One is a tendency to place an excessive emphasis on models that can become detached from real life; but a second problem is that derivatives experts are sometimes bad at relating to anyone who is not as bright as them. Geeks, in other words, do not make natural schmoozers or statesmen (or at least, not compared to your average salesman or mergers and acquisitions adviser, say.) And that matters greatly, given that the ability to schmooze tends - unfortunately - to be the hallmark of those who rise to the top of a bank.
Now, like any generalisation, there are certainly exceptions to this rule. Most notably, some derivatives experts are now rising through the ranks of banks. Just look at Bill Winters at JP Morgan, Anshu Jain at Deutsche Bank or Jerry Del Messier at Barclays.

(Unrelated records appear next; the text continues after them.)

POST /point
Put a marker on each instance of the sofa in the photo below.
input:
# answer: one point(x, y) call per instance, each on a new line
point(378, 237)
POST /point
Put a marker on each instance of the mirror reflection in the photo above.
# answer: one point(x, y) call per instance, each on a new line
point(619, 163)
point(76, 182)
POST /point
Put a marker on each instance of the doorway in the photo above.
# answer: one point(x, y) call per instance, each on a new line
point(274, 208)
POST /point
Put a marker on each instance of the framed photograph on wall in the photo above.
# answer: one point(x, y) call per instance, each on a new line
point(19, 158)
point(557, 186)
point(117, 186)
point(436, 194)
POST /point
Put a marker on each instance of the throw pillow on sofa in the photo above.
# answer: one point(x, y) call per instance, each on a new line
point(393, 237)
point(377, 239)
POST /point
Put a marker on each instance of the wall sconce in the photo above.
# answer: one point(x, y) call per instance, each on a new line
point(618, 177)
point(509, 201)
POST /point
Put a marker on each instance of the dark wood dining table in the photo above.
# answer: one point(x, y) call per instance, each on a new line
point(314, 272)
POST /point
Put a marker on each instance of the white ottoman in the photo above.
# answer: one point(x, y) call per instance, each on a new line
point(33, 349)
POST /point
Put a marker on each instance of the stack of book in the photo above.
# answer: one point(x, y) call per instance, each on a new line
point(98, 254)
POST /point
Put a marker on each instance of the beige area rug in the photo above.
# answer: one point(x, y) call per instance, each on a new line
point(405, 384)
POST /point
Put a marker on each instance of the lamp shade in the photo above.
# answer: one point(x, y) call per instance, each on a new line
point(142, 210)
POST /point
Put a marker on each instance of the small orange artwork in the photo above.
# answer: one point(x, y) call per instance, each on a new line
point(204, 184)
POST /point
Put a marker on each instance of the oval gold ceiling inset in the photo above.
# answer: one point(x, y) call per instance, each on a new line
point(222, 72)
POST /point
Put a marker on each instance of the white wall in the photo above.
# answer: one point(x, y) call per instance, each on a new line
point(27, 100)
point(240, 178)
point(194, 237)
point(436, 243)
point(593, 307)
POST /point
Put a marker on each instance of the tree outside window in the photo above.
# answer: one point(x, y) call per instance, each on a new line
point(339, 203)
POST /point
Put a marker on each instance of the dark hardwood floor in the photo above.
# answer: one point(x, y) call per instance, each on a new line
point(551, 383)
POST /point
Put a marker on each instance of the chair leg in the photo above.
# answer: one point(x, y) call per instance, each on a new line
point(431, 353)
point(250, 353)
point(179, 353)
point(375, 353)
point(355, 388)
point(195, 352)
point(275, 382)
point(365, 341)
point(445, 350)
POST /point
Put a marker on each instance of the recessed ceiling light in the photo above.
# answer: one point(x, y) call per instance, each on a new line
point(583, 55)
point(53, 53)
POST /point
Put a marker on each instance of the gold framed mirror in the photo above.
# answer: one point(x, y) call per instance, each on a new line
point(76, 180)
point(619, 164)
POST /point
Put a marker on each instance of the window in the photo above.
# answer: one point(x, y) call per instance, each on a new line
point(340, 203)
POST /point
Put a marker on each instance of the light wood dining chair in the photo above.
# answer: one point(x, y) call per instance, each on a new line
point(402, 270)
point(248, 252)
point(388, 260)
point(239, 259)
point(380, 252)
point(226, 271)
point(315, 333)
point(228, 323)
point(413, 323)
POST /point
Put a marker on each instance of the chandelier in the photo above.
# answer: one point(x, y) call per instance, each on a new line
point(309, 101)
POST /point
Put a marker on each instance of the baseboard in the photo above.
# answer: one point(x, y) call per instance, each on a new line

Moreover, some of the world’s greatest banking schmoozers appear able to compensate for their lack of geeky skills by listening to their eggheads: bankers with good knowledge of Lehman Brothers, for example, tell me this is what Dick Fuld has done well, in the last year.
But for every top bank manager who does understand risk, there are plenty who might struggle to understand how their trading desks value complex CDO products each day. So the fundamental management challenge remains this: somehow banks either need to turn their CDO experts into charismatic leaders, or persuade their senior statemen to embrace their inner egghead. It is certainly not an easy task. The only consolation is that the bank which first cracks the secret of creating lots of schmoozing geeks (or geeky schmoozers) will also be the first to clean up from the current credit mess.